Laurent Tourondel tackled burgers, steak and market-driven menus while under the BLT empire. Now the prolific French chef is dabbling in Italian influences with this 90-seat corner bistro, honoring his rural European upbringing with rustic Windsor chairs, accordion-style sliding windows and a pair of copper wood-burning ovens, visible from the dining room, for firing pizza.

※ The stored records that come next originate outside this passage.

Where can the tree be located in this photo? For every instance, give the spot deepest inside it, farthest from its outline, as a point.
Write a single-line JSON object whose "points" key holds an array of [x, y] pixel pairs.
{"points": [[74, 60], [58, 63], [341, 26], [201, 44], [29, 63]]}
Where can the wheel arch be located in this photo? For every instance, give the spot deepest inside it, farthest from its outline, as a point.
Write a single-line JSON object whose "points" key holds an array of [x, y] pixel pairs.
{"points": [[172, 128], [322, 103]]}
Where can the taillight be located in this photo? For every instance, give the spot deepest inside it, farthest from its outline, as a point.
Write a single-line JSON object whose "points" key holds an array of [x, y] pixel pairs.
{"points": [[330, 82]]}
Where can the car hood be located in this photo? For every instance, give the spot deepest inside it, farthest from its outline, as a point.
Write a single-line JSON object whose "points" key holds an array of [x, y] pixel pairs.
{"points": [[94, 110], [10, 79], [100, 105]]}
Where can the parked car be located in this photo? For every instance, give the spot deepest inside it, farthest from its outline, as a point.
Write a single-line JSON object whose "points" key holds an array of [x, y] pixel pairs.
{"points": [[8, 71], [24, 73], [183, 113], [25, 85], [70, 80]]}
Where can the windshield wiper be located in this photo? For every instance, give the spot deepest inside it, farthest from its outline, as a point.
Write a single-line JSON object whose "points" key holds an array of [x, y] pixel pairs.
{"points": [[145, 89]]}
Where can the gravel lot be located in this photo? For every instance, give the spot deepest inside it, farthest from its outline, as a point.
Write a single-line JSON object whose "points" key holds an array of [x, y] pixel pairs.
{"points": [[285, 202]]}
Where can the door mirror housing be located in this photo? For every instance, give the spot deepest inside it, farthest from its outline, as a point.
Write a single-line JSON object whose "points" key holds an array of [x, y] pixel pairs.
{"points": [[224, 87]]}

Before pitchfork-wielding purists come harping on the virtues of New York versus Neapolitan, it’s worth noting that Tourondel’s pies are neither. Pulled from one of those ovens (the other is dedicated to firing tendrils of octopus and Calabrian-chili–smacked orata), the small-scale rounds sport the blister and blackening of much mightier pies. Between those charred puffs, crusts are paved, in order of most to least bewitching, with feisty sopressata picante, tangy tomato and Sicilian oregano for the menu’s sole red pie; rugged crumbles of Esposito’s sausage with shishito peppers and fennel pollen; and one-note white mushrooms with truffle paste and Taleggio.
Like any French chef worth his toque, Tourondel clearly knows his way around a carbohydrate, and house-made pastas are further proof. Cranked through an extruder in the open kitchen, tender curls of pipe rigate are richened with veal-shoulder bolognese, and a seasonal fusilli is gamely tossed with zesty sausage, bitter greens and pine nuts.